4.11The Minister notes that the way in which the proposed new mechanism for exchanging criminal record information on third country nationals operates “may change”. He continues:

“The Commission’s original proposal outlined a ‘decentralised’ system for the exchange of data. This means that Member States would store information on a third country national, convicted in the EU, on interconnected systems held at the national level. However, technical experts have since examined this approach and found that it would not be feasible for transmitting the large amount of data necessary for exchanging fingerprints (fingerprint files are individual images, rather than coded data, as is the case with alphanumeric data). They now recommend considering a ‘centralised’ system, meaning that ‘pseudonymised’ data would be held centrally to reduce the number of transmissions required and increase the efficiency of the system. The secure ECRIS channel would remain for the full transmission of criminal records requests.”

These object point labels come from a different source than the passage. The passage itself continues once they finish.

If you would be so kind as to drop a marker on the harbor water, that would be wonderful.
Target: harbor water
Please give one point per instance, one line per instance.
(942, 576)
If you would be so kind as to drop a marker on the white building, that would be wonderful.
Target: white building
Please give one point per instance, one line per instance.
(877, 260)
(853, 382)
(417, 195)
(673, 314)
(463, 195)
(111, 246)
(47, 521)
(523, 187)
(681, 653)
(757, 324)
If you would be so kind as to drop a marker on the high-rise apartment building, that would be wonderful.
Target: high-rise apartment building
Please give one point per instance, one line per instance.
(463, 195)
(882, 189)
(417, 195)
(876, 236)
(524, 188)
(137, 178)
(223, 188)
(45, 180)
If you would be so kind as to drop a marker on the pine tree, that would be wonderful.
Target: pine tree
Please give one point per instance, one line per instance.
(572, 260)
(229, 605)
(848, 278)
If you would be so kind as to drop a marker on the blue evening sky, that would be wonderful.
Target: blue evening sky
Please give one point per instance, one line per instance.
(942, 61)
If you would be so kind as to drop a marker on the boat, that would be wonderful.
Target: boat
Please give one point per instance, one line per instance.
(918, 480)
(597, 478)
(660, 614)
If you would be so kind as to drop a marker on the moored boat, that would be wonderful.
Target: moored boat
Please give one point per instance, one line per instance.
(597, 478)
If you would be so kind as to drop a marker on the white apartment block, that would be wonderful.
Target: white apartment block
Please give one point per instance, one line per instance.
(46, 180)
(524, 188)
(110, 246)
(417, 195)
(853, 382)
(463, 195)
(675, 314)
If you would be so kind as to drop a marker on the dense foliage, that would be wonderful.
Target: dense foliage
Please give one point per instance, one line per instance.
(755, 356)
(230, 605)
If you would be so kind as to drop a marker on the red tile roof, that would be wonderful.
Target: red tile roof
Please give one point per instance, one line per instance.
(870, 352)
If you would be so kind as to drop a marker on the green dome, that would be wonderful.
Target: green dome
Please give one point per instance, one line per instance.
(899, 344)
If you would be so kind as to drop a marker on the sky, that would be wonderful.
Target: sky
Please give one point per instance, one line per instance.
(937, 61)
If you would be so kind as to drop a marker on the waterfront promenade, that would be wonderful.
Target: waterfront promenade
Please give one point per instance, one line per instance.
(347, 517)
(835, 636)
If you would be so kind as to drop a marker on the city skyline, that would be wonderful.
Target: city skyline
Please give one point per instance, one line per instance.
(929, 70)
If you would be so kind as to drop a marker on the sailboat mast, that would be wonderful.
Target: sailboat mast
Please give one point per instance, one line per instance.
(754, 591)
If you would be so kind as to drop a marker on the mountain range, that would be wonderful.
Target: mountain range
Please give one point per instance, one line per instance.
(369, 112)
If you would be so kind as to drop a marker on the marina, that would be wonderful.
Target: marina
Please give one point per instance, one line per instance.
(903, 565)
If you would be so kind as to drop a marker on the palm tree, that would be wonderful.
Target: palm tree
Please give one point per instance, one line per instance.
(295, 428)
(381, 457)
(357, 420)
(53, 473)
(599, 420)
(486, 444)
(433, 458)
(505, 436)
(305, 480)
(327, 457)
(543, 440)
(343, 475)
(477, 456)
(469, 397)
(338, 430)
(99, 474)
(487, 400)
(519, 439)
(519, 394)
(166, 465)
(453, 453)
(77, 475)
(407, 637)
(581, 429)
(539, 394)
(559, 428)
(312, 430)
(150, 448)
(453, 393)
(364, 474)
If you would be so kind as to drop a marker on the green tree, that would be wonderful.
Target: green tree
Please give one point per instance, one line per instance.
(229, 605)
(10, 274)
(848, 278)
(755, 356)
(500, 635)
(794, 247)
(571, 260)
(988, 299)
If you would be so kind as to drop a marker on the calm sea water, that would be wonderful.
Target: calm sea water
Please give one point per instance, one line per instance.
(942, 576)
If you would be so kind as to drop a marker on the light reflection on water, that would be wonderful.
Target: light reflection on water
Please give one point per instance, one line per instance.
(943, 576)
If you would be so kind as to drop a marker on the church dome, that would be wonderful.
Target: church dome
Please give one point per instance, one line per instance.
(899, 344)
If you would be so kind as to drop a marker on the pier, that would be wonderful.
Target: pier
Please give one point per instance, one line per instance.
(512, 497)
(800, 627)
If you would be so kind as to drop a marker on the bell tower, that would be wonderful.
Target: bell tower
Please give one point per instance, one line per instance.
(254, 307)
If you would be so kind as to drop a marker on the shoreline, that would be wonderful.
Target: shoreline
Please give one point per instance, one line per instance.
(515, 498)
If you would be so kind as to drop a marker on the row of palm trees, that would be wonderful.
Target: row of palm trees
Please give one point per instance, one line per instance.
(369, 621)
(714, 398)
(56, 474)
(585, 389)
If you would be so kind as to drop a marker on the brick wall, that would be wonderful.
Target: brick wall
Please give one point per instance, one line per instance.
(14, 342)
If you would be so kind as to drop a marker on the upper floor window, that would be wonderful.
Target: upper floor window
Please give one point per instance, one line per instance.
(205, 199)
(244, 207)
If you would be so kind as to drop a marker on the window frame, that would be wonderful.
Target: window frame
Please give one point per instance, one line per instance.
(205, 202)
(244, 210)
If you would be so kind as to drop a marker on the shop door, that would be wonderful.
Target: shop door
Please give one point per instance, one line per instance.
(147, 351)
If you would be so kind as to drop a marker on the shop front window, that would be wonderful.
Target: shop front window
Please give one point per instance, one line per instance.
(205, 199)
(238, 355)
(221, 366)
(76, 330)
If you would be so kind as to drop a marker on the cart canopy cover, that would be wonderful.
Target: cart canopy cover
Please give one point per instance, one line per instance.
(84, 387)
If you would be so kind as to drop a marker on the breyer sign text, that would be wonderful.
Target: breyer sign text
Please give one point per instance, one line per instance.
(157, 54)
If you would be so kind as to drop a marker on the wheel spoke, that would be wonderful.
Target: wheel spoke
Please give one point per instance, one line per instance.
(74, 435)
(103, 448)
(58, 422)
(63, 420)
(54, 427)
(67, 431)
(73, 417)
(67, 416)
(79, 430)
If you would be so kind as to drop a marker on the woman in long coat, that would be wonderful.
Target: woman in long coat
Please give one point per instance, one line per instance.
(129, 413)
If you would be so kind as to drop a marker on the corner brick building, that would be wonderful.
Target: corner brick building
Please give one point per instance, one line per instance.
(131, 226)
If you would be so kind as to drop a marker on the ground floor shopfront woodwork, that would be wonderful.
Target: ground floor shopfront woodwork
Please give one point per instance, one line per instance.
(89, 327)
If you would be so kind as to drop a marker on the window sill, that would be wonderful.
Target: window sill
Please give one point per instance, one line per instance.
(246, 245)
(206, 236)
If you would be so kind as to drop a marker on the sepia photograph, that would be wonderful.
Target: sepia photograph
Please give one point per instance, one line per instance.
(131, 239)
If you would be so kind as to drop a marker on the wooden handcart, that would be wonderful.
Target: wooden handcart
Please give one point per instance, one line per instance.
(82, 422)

4.12The Minister adds that this revised approach was “discussed and endorsed” by the Justice and Home affairs Council in June and that “the then Immigration Minister intervened to support the principles behind the ECRIS TCN [third country national] proposal and to emphasise the importance of finding a suitable technical solution to data sharing, including with appropriate data protections”.

4.13Finally, the Minister reminds us that the Dutch Presidency published its Roadmap to enhance information exchange and information management, including interoperability solutions in the Justice and Home Affairs area in June. The Roadmap encourages Member States to make full use of ECRIS and was endorsed at the June Justice and Home Affairs Council.

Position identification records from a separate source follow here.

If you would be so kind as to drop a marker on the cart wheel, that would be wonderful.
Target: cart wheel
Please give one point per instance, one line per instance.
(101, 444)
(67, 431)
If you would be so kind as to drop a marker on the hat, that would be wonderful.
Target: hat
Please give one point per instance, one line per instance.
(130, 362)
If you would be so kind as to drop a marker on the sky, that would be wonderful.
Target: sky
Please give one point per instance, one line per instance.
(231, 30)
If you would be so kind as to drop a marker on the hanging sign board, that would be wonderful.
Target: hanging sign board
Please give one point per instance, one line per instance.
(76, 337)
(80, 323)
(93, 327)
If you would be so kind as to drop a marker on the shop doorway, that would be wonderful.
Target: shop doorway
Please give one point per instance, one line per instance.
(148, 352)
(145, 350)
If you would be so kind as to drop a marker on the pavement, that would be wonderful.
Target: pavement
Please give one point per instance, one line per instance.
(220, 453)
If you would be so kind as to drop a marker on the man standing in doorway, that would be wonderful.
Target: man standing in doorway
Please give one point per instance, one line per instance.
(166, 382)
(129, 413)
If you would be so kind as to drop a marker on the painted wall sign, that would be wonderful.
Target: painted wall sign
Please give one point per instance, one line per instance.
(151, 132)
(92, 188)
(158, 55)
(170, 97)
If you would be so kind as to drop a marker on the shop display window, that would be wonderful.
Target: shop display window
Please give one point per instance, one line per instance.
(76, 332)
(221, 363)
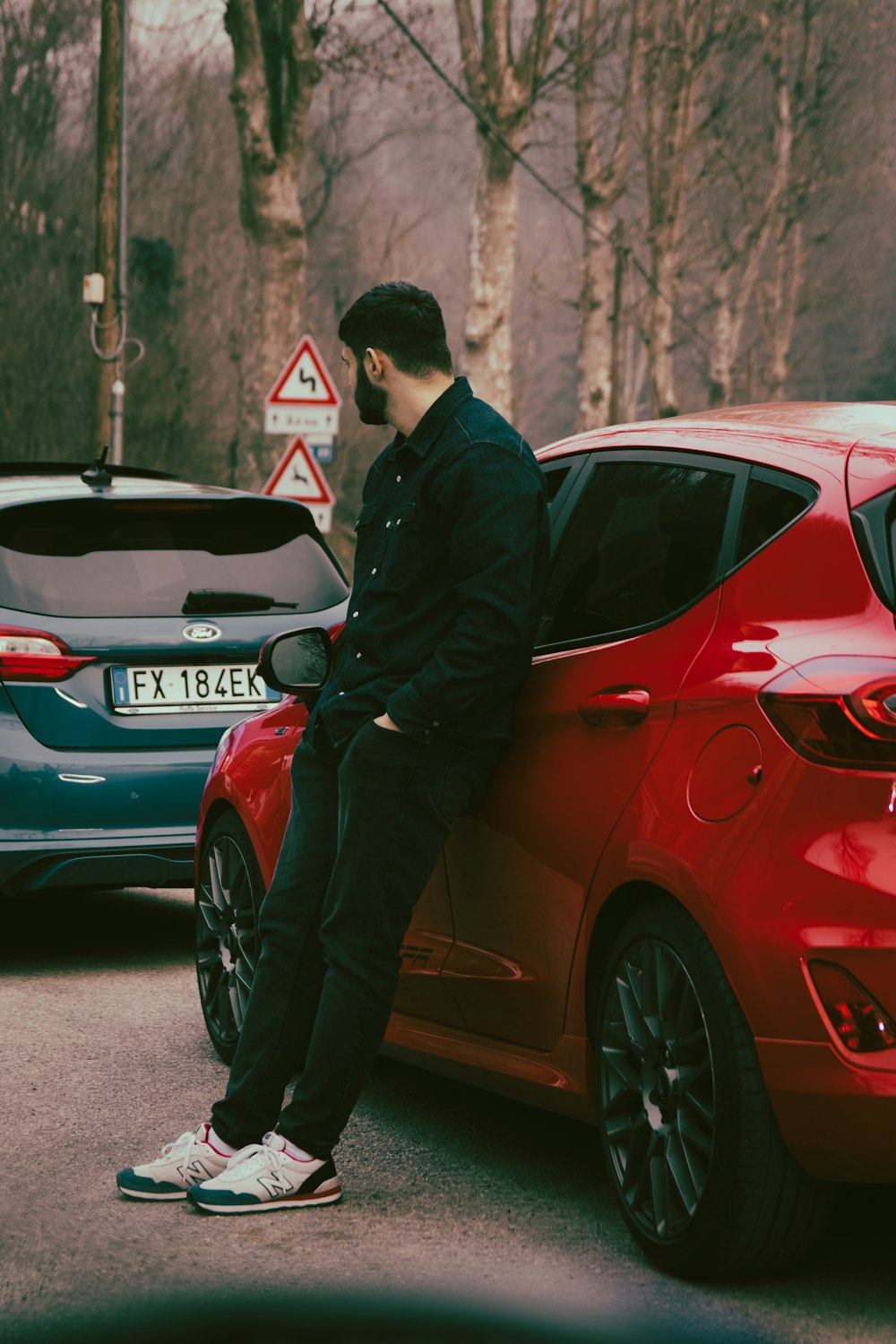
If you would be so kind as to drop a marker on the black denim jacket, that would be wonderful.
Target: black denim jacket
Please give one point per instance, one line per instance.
(449, 575)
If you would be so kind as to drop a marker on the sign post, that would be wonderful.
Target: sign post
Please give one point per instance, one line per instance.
(304, 398)
(304, 402)
(298, 478)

4.14The Minister undertakes to update us “with any and all pertinent developments”.

Previous Committee Reports

Fourth Report HC 71–iii (2016–17), chapter 6 (8 June 2016) and Twenty-fourth Report HC 342–xxiii (2015–16), chapter 10 (24 February 2016).


10 See the Presidency’s progress report of 3 June 2016.

11 His resignation follows his nomination for a peerage by the former Prime Minister (David Cameron). He will sit in the House of Lords as Lord Kirkhope of Harrogate.